While it's not yet ready to explore inner space in a real patient, a "colon robot" being designed in the Artificial Intelligence Laboratory has been getting smaller and more practical in the past year.
Students in MIT's micro-robotics group (part of the AI Lab) have been working on building a robot that would some day be capable of moving through a patient's colon to the site of a polyp or other problem and surgically removing it with help from a tiny camera and other tools. The robot would be controlled by a surgeon who could perform procedures without having to cut open the patient or use a long flexible endoscope (MIT Tech Talk, May 18, 1994).
Arthur Shectman, a senior in mechanical engineering, has advanced the project from James McLurkin's Cleo, a robot that's small but lacking the necessary shape and design for colonic navigation, to one that's approaching the right dimensions. The cylindrical device is about three and a half inches long and just over an inch in diameter, and its electronics are sealed against contact with the large intestine's hostile environment.
The biggest challenge in designing a colon robot is inventing a means of locomotion that can handle the terrain (which is flexible and offers little purchase) without injuring the patient. Mr. Shectman experimented with a tube studded with a series of small "paddlewheels," but he concluded that this design would damage the intestinal lining.
Around the circumference of his latest prototype are longitudinal elastic treads powered by 10,000-rpm motors and worm drives, which reduce the speed but boost the torque. The result: a robot that moves forward at about two feet a minute.
Still to be solved is the problem of how to mount implements that the surgeon will control from outside the patient's body: a camera, sources of light and air (to distend the colon and allow room to work), and suction for surgical debris. Further downsizing is also necessary; surgeons with the Advanced Research Projects Agency, which is helping to fund the research, are hoping for a thumb-sized device, said Mr. Shectman. His faculty advisor for the project is Rodney Brooks, professor of electrical engineering and computer science and associate director of the Artificial Intelligence Laboratory.

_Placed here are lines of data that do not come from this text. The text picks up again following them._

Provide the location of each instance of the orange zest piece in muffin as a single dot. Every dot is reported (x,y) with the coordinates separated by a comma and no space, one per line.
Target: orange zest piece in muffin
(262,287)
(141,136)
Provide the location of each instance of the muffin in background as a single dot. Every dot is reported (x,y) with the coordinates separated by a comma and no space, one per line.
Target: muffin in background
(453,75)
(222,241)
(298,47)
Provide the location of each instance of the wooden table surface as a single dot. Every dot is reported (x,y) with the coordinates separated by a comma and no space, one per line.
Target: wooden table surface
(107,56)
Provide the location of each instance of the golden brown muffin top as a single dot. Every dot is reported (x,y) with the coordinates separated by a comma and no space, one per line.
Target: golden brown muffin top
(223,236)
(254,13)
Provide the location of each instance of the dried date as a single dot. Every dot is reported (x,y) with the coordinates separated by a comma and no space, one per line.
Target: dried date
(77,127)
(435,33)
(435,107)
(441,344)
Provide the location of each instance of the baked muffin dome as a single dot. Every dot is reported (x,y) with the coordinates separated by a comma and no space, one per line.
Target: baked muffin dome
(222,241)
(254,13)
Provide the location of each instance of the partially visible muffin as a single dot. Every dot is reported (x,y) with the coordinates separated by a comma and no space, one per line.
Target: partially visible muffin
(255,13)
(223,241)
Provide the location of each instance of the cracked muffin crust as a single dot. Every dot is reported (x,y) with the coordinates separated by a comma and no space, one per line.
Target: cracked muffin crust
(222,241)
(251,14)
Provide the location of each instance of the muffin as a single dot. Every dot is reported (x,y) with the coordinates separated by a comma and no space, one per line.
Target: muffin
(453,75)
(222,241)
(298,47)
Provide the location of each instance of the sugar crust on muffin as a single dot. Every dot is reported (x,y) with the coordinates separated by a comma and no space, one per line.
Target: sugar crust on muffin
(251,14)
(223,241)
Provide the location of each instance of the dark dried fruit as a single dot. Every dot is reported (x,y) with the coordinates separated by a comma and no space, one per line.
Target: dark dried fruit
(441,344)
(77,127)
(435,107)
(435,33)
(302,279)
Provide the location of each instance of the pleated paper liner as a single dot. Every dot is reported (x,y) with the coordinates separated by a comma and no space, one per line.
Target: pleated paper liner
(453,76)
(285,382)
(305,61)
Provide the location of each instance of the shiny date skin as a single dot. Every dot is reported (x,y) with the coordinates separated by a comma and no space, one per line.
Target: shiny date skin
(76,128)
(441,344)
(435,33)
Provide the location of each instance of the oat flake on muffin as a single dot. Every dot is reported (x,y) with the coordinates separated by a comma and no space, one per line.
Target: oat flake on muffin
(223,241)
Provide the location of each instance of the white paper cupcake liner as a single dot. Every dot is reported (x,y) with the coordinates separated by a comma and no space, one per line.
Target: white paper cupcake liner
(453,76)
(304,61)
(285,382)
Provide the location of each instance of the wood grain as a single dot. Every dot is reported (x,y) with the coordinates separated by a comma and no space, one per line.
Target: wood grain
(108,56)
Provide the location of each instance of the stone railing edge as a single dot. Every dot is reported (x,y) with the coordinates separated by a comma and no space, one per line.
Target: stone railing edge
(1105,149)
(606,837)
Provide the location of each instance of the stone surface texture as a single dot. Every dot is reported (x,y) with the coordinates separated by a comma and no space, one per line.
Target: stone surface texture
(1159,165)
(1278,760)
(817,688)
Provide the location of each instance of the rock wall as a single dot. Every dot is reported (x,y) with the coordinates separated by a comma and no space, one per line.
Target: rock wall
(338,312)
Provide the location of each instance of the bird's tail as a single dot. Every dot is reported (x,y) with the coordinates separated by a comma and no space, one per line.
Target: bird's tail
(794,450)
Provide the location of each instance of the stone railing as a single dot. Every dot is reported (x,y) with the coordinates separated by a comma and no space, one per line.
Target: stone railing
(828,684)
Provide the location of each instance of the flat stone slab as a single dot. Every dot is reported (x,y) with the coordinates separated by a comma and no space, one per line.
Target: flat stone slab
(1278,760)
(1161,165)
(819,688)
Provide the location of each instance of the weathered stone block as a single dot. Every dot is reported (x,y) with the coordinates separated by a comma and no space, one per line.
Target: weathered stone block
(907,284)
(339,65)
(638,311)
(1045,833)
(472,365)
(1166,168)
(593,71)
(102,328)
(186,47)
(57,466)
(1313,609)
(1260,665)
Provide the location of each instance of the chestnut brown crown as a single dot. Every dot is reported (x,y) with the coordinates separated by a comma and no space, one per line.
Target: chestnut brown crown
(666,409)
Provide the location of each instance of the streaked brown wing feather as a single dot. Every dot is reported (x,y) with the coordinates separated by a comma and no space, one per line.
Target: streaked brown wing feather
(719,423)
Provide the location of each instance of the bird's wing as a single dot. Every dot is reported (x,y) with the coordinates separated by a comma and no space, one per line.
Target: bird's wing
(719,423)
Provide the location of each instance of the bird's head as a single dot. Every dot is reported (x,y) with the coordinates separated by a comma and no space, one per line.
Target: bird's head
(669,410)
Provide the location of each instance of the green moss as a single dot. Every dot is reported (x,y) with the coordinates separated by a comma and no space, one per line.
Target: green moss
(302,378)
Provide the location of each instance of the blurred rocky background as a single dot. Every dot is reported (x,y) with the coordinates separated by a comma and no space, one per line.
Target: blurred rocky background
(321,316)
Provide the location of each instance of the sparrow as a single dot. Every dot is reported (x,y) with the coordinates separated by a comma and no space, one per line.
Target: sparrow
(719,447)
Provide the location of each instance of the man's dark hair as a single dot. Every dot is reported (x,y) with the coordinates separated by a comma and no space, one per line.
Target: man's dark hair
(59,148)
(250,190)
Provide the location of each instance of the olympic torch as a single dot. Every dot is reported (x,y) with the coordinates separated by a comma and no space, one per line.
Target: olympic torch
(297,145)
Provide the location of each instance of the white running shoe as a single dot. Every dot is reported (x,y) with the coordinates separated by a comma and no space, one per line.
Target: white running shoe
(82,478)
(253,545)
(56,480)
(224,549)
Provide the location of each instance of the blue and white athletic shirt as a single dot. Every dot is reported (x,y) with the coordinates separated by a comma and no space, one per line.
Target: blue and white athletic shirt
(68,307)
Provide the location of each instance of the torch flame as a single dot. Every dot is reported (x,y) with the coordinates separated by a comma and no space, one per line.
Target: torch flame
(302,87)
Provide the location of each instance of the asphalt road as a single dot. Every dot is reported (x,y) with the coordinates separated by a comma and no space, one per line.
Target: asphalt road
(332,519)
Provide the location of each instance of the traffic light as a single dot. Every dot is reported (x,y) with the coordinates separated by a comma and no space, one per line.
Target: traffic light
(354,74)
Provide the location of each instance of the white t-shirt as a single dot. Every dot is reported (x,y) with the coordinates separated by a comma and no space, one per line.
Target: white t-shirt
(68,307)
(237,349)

The elements limiting miniaturization at the moment are the motor and its accompanying reduction gears, but doctoral student Anita Flynn and Dean Franck, a senior in mechanical engineering, are working on a new and much smaller type of motor that could solve this problem. The ring-shaped ultrasonic piezoelectric motor is just 8 mm in outer diameter and 2 mm thick. A piezoelectric ceramic material in bulk form, lead zirconate titanate (PZT), is bonded onto a ring of aluminum or steel. Appropriately applied electrical fields induce a traveling wave of mechanical bending in the ring, causing surface points on the ring to move in a retrograde elliptical motion. When a rotor is pressed down against the ring, it is propelled through friction.
The advantage of piezoelectric ultrasonic motors is that they are lightweight and compact because they run at low speeds with high torques, thus eliminating the need for gears. The technology is already in commercial use on a larger scale, principally in the motors that operate autofocus camera lenses, Mr. Franck noted. Ms. Flynn's doctoral research, in a joint project with Lincoln Laboratory and the Penn State Materials Research Lab, also encompasses scaling down the actuators using thin-film PZT that can be deposited directly onto silicon for production of micromotors, which can be much smaller and driven at significantly lower voltages than the bulk motors.
Mr. Shectman has tested the latest prototype on a surface approximating that of the colon: a chicken skin stapled into a tubular shape and lying on a tray of red Jell-O. The robot is years away from testing inside people, and with Mr. Shectman's impending graduation, its future is unclear. "It's kind of sad to leave the project when we're finally starting to make some progress," he said.
A version of this article appeared in MIT Tech Talk on April 26, 1995.